Now I understand the principles behind electromagnetic iron ore separation. The disembodied hands manipulate the magnets, turn over small bits of metal, seek to instruct us in the simple but fine points of attraction.
Plain and declarative as it may be, the film does not distract me from the mystery--all right, the poetry--of science. Or its altercations. Later this year the Royal Swedish Academy of Sciences will be awarding Nobel prizes, and already rumors abound that either Edison or Tesla (or both) will receive the prize for physics--and that in any case their feud will rage on. The medal features Isis as Nature and the "Genius of Science" lifting the veil that covers her face.
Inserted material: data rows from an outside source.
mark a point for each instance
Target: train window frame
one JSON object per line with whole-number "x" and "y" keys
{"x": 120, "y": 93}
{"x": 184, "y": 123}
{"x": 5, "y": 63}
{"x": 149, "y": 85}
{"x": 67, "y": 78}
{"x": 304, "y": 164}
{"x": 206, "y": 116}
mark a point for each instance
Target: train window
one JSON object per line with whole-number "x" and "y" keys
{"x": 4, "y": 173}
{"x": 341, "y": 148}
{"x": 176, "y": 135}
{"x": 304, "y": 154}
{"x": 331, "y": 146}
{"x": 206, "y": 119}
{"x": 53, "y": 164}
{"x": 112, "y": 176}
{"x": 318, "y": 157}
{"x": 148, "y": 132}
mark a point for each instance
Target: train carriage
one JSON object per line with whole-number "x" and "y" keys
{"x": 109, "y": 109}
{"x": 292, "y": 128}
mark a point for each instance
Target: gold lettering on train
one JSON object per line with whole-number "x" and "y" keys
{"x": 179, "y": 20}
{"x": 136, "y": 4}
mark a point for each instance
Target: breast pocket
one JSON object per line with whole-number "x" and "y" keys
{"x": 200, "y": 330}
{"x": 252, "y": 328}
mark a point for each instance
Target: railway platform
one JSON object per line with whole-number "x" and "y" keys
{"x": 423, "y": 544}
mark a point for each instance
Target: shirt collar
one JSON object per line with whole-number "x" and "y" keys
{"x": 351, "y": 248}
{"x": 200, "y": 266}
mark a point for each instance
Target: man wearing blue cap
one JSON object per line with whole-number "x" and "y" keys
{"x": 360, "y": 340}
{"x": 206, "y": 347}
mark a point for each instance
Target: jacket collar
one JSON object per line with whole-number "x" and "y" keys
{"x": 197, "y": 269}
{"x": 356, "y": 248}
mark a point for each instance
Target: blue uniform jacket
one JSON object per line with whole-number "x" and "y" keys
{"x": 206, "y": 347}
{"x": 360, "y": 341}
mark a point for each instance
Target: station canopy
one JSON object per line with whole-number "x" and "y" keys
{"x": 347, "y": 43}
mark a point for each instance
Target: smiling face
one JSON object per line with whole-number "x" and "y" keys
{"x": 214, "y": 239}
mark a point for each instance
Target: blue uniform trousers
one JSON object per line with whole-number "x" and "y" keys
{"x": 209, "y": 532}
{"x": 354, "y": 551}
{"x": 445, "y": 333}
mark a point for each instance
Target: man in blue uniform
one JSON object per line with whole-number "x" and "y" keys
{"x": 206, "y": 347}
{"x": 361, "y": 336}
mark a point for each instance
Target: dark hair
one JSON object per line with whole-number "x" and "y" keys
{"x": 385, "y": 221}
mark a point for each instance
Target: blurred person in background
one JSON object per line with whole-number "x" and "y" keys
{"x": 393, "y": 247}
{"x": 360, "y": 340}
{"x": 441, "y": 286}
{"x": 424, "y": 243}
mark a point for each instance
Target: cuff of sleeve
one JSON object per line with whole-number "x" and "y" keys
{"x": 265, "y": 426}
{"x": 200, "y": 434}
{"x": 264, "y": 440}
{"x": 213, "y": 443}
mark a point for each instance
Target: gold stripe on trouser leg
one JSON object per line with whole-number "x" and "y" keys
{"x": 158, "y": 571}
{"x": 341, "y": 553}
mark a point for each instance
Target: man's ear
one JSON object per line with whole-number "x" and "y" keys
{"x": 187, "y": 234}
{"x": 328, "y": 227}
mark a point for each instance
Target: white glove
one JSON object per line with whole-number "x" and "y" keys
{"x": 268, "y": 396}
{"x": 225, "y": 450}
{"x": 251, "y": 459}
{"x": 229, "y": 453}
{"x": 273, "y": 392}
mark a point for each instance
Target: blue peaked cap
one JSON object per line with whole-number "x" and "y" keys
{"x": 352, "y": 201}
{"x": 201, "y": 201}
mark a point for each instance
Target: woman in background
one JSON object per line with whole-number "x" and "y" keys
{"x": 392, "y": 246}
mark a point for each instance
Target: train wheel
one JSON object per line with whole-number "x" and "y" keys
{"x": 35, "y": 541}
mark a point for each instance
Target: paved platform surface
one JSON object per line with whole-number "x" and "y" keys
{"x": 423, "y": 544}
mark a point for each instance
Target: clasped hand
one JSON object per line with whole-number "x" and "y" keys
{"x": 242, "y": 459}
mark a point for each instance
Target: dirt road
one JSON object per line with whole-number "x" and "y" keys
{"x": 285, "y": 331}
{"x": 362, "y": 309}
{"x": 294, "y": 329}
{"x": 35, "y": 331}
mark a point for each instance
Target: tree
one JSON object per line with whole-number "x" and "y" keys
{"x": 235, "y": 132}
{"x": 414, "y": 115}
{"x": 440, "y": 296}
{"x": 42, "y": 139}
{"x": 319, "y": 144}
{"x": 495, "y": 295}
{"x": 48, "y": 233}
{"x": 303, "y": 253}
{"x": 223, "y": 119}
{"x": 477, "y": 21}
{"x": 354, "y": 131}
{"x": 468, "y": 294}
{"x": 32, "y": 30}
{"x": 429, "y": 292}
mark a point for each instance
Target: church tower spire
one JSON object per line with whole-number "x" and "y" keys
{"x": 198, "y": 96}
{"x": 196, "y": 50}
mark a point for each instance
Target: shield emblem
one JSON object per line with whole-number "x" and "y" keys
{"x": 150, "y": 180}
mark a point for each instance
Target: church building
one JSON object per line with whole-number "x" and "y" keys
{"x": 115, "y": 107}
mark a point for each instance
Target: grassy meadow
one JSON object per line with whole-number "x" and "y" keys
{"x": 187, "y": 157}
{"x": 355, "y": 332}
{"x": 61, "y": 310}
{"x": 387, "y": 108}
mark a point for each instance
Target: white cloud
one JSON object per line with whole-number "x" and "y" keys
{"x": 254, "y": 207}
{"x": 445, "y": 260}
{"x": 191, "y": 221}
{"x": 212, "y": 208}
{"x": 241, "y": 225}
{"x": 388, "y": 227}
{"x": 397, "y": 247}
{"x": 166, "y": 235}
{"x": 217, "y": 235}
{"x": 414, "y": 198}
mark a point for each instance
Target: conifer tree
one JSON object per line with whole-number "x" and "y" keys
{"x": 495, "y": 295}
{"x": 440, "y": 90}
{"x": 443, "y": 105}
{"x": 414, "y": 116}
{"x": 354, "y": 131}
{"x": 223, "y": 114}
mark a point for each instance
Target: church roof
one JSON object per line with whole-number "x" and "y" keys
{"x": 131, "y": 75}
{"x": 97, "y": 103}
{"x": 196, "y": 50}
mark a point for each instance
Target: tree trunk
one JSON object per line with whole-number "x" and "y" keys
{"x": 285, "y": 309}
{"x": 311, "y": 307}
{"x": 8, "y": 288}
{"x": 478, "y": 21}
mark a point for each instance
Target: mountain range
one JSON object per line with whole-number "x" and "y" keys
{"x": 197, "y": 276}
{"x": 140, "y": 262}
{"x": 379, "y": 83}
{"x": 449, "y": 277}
It is the veil--even more than the cornucopia Isis holds--that interests me--and the inscription, from the Aeneid, extolling (in Latin, of course) the virtues of those who "better life on earth with their new-found mastery." And while Edison plugs along, his fortunes perhaps on the wane but his legacy immortalized, Nikola Tesla clenches his fists in impotent rage, sparks, as always, flying in jagged ropes from his frame, his fortunes failing even more than his rival's--but his legend growing, like the after-image on the surface of the eye after a bright flash--or the illusion of dynamic motion as still photographs race through the projector. And while the mysticism of electricity also seems to be fading--as in this film, merely these days a schoolroom demonstration, tame as a textbook--I cannot forget the old conviction that electricity knows us, feels us coming as certainly as dogs presage lightning--and sends us messages--not, however, as Marconi (another of Tesla's mortal foes) promises, but from beneath the veil of Isis, peeking like a half-submerged thing, waiting for us to turn and recognize her coiling in the air, a current that lights the scene in a blinding ghost-flash.
Well. Perhaps I do not, after all, understand the principles behind electromagnetic iron ore separation.